Happy weekend people! Welcome to my first post in the Weekend Community.
We all had unpleasant, painful of very embarrassing moments we faced as kids and wish we can forget. I had a lot of these moments myself and today I will be sharing one of them with you.
Back in primary school, there was this small gate leading in and out of the school premises that was permanently closed. I don't know why that particular gate was closed but it was so out of function that it became a site where builders around the school would dump different building rocks. Rocks were being dumped by the gate for years until it became quite the heap.
When I was about 6 years old, some of my friend and I were playing around the rocks during PE when a teacher asked us to stop. In her words, "There was a boy who was playing over there last year and ended up not being able to eat properly for weeks". I really didn't know what she meant at the time. Honestly, I thought she was just a mean old lady that didn't want us to have fun. Years later I understood what the lady was trying to say but it was already too late.
Three years later when I was 9, the pile of rocks had grown at that same spot. As a kid, I was pretty smart and athletic too. I also had a big ego and I wanted to be the best in everything.
I like to think that I was one of the fastest runners in my set. I used to challenge other boys and win most times. One day, word started to spread that there was this kid that thought he was faster than me. For me, it was the audacity of this kid. I mean, how dare he even think such a thing. I was going to teach this boy a lesson in front of everyone.
During recess, I was ready to race this kid. For some reason, the teacher of the last class warned us not to go by those rocks. Maybe he had a premonition but I didn't listen. We would have picked some other place around the school to have our race but we just happened to pick a path with the closed gate as our finish line. Things were about to get real!
It was a little past noon that day. The weather was just right. I think my crush was standing by the sidelines watching too. Me and the kid, Michael, took our positions ready to race.
On your mark, get set, Go!
Boom! We were off. I could hear the wind gushing through my ears as we pushed forward. Michael was pretty fast. As we were close to the finish line, we were neck-and-neck. At that moment, it was like a movie to me. I started to see things in slow motion. I had to win this race so I thought to myself, "If I jump right now, I'll finish first". And so that's what I did.
I jumped but I didn't land properly. I tripped on the heap of rocks, hit my head on the gate and crashed back at the rocks with my chin. Did I cry? No, not yet. I couldn't let my crush see me cry so I stood up, dusted myself and started to walk back to class. I stopped in the hallway when I noticed blood dripping down by face. I was in shock and so I really didn't feel much pain. However, because of the blood, man I just started to cry. The teacher that had just warned us minutes ago rushed to me and basically said "I told you so". After that, I really don't know what happened. I don't know if I blacked out or if my brain shut out those memories. All I know is that years later, there is a scar there.

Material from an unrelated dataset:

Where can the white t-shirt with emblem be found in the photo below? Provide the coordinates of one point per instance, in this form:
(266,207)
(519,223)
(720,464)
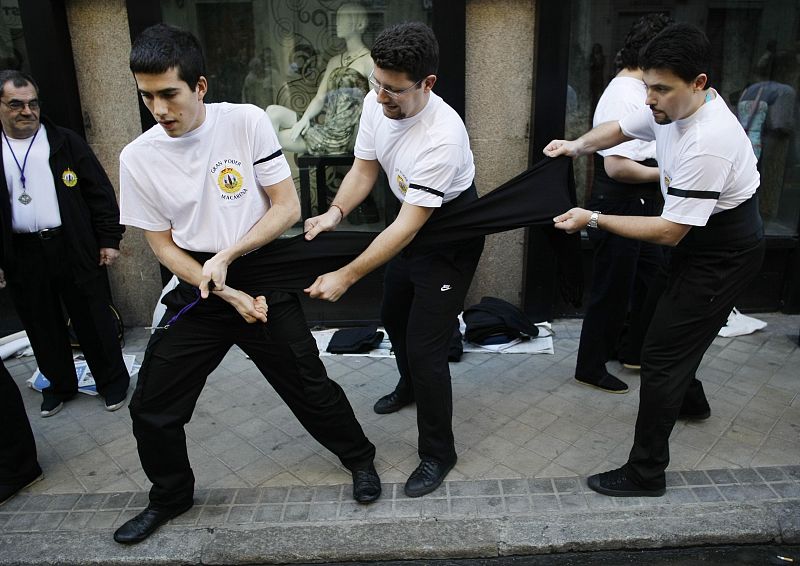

The scar was a lot bigger once. I don't have a lot in the scars department. Maybe it's nature trying to preserve a rare gem I guess.
Over 11 years after the incident, I can still feel slight pains just by rubbing on the scar. Apart from that, I don't have any problems whatsoever. I'm still the smartest guy I know, maybe.
Moral of the story;
If someone says they're better than you, just ignore them. In this race of life, you are your only competition. Improve not to surpass others but to be a better version of yourself.
I used to be insecure of my scar when it was bigger. The whole situation was sad for me but look on the bright side, at least I won the race in the end. I'm pretty sure my crush was proud ;).